Hodge concurs, saying that the JCESR leadership team supported abandoning projects that appeared unable to meet technoeconomic (TE) modeling objectives. He says that nimble project management enabled researchers to recognize such projects early versus traditional research, where PIs may persist with research capable of yielding great results for publication but won’t meet the intended TE objectives.
To be sure, project management does have downsides. Caswell says that project management systems can be overly complicated. “I have seen Gantt charts with 10,000 [to] 20,000 lines in them for specified release dates. It is easy to become a slave to that chart—and it is almost the butterfly flapping its wings problem—where one thing slips by and you are off by six months.”
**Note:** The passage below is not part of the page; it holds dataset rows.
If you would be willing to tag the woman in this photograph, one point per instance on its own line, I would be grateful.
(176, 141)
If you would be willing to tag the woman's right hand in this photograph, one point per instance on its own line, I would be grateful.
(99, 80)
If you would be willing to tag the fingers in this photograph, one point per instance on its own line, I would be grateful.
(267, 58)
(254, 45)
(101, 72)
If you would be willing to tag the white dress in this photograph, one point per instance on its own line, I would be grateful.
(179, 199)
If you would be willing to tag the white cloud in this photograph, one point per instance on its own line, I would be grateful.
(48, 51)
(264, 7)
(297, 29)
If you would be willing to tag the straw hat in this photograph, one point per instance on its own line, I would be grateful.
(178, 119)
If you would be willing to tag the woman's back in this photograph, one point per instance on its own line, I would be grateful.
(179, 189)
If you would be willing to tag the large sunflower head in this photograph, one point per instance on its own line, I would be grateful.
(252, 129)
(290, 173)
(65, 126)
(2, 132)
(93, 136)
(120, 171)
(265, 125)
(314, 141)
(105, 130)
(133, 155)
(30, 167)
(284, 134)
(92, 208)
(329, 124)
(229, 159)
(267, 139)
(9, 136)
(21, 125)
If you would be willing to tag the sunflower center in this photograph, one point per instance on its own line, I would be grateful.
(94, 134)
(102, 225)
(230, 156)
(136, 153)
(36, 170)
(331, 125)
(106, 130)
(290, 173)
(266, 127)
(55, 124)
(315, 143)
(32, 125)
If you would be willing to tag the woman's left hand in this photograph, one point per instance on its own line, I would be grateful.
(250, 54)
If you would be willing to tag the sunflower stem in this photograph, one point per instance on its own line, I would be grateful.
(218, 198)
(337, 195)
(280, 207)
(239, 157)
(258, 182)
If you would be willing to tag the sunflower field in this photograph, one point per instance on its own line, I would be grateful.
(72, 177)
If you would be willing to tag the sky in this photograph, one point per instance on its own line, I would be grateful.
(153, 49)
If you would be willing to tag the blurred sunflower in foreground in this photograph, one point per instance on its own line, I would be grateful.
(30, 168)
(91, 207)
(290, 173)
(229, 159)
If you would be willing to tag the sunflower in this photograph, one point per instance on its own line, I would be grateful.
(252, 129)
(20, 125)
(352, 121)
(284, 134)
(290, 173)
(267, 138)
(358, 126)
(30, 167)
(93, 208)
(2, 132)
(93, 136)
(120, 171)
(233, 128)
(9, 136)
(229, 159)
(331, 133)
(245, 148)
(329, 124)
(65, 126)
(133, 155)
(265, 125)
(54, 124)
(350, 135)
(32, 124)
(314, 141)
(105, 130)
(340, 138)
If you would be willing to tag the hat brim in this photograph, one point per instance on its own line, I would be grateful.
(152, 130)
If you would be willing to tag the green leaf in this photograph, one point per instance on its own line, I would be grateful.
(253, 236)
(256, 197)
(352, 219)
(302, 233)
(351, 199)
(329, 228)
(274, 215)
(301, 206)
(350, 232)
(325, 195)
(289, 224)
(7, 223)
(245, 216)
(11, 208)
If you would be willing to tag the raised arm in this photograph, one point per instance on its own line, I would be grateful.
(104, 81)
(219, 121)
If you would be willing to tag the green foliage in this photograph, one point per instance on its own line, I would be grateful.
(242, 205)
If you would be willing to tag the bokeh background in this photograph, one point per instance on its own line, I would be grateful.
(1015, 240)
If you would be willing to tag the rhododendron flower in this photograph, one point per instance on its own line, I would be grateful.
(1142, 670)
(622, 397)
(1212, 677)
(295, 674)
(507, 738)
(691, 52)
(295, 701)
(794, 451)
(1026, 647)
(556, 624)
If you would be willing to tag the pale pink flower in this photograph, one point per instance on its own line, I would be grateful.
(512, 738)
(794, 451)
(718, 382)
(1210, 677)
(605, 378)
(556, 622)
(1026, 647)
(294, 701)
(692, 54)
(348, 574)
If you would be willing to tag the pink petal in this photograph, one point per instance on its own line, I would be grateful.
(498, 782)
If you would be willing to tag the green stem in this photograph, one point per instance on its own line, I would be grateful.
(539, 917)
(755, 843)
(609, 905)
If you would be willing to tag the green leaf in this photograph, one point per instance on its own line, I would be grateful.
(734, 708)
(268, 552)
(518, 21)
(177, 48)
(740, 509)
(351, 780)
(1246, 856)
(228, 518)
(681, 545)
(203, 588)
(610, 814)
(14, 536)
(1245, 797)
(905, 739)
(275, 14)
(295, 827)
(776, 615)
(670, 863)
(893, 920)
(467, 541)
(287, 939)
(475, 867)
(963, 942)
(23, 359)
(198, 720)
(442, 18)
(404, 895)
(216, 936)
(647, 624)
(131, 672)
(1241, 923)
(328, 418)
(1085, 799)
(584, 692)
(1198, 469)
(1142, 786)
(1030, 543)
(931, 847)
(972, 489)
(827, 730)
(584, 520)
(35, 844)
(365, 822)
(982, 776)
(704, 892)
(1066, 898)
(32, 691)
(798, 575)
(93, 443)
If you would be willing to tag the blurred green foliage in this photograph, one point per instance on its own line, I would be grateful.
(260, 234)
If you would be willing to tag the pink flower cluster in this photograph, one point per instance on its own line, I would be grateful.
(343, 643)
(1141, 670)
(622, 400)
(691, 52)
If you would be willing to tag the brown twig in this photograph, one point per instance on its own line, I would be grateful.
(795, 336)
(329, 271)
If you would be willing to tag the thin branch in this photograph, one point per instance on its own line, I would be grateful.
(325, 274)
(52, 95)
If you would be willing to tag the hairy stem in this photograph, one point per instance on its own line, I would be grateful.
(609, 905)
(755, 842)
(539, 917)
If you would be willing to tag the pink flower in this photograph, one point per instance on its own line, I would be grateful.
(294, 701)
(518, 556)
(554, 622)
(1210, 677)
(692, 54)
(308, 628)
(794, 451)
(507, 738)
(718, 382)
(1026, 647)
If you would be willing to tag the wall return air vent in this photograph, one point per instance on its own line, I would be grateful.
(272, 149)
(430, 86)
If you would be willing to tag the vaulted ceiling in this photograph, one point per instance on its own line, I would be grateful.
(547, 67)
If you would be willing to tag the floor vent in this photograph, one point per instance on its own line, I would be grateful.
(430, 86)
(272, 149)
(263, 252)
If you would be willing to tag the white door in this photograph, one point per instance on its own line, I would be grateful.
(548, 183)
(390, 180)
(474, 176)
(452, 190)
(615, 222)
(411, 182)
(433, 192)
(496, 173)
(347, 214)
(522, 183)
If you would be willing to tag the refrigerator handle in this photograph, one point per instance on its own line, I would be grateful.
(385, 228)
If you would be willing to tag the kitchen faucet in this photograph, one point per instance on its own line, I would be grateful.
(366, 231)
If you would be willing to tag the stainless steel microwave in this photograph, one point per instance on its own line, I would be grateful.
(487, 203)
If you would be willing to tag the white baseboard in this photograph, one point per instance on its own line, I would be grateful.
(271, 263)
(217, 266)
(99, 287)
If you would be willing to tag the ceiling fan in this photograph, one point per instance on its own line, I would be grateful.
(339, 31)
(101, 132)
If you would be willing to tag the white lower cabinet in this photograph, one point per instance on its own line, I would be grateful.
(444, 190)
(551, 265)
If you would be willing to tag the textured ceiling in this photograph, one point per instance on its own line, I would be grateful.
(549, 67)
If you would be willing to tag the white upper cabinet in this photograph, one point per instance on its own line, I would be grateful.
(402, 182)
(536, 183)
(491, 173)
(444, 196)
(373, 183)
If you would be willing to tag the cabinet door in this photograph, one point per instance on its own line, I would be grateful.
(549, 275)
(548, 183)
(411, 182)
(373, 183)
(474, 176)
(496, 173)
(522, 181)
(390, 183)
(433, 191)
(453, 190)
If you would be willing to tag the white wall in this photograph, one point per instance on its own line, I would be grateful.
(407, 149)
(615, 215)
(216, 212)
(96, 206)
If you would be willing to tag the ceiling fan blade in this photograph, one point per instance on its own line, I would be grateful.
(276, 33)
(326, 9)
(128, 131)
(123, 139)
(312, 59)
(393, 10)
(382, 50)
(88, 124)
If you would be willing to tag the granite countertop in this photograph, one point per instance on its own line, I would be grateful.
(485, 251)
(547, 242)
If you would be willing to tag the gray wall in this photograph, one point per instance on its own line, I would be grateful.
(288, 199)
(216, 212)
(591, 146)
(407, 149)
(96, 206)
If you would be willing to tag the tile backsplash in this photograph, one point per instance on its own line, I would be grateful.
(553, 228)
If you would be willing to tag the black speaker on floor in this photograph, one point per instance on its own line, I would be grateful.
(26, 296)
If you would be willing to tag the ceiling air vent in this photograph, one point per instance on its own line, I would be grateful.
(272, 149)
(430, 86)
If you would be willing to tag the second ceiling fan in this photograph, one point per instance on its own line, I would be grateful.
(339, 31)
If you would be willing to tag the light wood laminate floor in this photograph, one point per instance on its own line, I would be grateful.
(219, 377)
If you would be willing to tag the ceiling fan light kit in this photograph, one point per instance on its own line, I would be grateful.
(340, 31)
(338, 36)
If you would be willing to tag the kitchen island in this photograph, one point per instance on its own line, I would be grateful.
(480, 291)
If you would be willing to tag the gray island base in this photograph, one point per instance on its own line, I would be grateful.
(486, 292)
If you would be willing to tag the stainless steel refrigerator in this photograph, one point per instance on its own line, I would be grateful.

Drawing from his JCESR experience, Hodge says that by using project management to focus on the final battery application, “we abandoned projects that won’t meet our TE performance objectives, even though there was much to learn about materials and properties.” He says that in the JCESR’s second five years, researchers are revisiting some ideas abandoned earlier.
Caswell says in the 10 to 15 years he has worked with project management, processes have shifted from the classic top-down structure, with Gantt charts assigning resources, to the use of agile methodology for design thinking, agile production, and Lean startup. “Instead of thinking of the project management team as controlling the project, it is more the team being involved in a project as a significant stakeholder helping drive the project,” he says.